На Бородинском поле Барклай проявил свою обычную предусмотрительность и энергию. Быть может, и не совсем скромно было со стороны Барклая писать своей жене: «Если при Бородине не вся армия уничтожена, я – спаситель», то все же это более, чем понятно, когда заслуги Барклая в этот момент явно не желали признавать. Барклай, уже лишившись главного командования, продолжал чувствовать к себе недоверие. Терпеть создавшееся двойственное положение было для Барклая слишком тяжело. И он искал смерти на поле битвы.

– Там устарелый вождь, как ратник молодой,

Свинца веселый свист заслышавший первой,

Бросался ты в огонь, ища желанной смерти…

Вотще!..

Это не поэтический вымысел Пушкина. На другой день Бородина Барклай сказал Ермолову: «Вчера я искал смерти и не нашел». «Имевший много случаев, – добавляет Ермолов, – узнать твердый характер его и чрезвычайное терпение, я с удивлением видел слезы на глазах его, которые он скрыть старался. Сильны, должно быть, огорчения».

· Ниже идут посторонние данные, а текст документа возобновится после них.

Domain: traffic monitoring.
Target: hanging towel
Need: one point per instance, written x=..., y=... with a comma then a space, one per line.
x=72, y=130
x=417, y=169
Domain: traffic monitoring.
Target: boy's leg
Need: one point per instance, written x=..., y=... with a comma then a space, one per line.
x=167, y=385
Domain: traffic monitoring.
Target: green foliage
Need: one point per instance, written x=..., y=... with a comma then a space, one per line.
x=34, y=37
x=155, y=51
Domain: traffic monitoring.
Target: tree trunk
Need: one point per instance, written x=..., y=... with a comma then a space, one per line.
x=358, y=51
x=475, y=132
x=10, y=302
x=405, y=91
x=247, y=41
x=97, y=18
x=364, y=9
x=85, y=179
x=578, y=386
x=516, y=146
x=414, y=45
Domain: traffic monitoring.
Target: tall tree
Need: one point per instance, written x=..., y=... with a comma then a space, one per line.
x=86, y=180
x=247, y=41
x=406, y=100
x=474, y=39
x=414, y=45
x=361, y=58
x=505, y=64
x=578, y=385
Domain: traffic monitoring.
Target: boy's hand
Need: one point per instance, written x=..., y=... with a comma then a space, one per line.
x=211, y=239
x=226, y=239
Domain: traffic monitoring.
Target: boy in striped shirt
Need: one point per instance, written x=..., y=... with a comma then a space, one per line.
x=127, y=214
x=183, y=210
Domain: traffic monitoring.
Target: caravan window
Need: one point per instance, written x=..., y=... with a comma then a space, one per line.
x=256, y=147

Откровенные мнения Барклая о «беспорядках в делах, принявших необыкновенный ход», не нравились Кутузову. И в конце концов Барклай (22 сентября) совсем оставил армию. «Не стало терпения его, – замечает Ермолов, – видел с досадою продолжающиеся беспорядки, негодовал за недоверчивое к нему расположение, невмешательство к его представлениям…» Выступая с критикой, Барклай поступил честнее всех других. Он откровенно высказал в письме к Кутузову все те непорядки, которые господствовали в армии. «Во время решительное, – писал он, – когда грозная опасность отечества вынуждает отстранить всякие личности, вы позволите мне, князь, говорить вам со всею откровенностью…»

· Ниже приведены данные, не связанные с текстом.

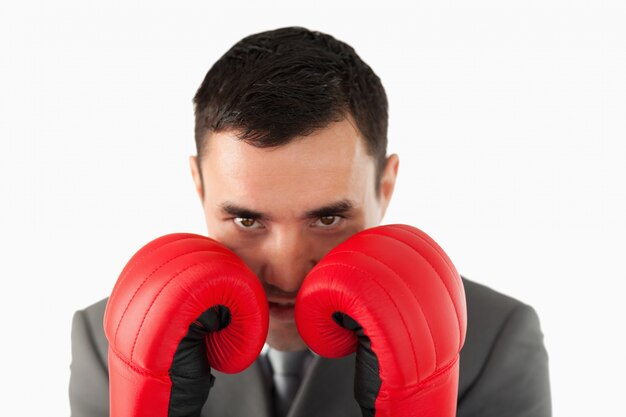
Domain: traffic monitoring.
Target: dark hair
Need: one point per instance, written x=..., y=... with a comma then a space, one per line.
x=276, y=85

Но еще с большей откровенностью высказался он в письме к императору Александру 24 сентября, т. е. тогда, когда решение оставить армию было принято им уже окончательно. «Я умоляю, ваше величество, – писал Барклай, – сделать мне это благодеяние, как единственную милость, которую прошу для себя…» «Я не нахожу выражений, чтобы описать ту глубокую скорбь, которая тяготит мое сердце, когда я нахожусь вынужденным оставить армию, с которой я хотел и жить и умереть. Если бы не болезненное мое состояние, то усталость и нравственные тревоги должны меня принудить к этому. Настоящие обстоятельства и способы управления этой храброй армией ставят меня в невозможность с пользою действовать для службы…» И Барклай очень резко отзывается об армии, находящейся под управлением неопытных лиц, причисленных к «свите двух слабых стариков, которые не знают другого высшего блага, как только удовлетворение своего самолюбия, из которых один, довольный тем, что достиг крайней цели своих желаний, проводит время в совершенном бездействии и которым руководят все молодые люди, его окружающие; другой – разбойник, которого присутствие втайне тяготит первого…»Высказав все накопившееся чувство негодования, Барклай ушел…

И хотя имя Барклая было реабилитировано после 1812 г. и ему вновь было поручено командование армией; хотя и памятник ему поставлен рядом с Кутузовым, но все же не Барклай вошел в историю с именем народного героя Отечественной войны. А, быть может, он более всех заслужил эти лавры.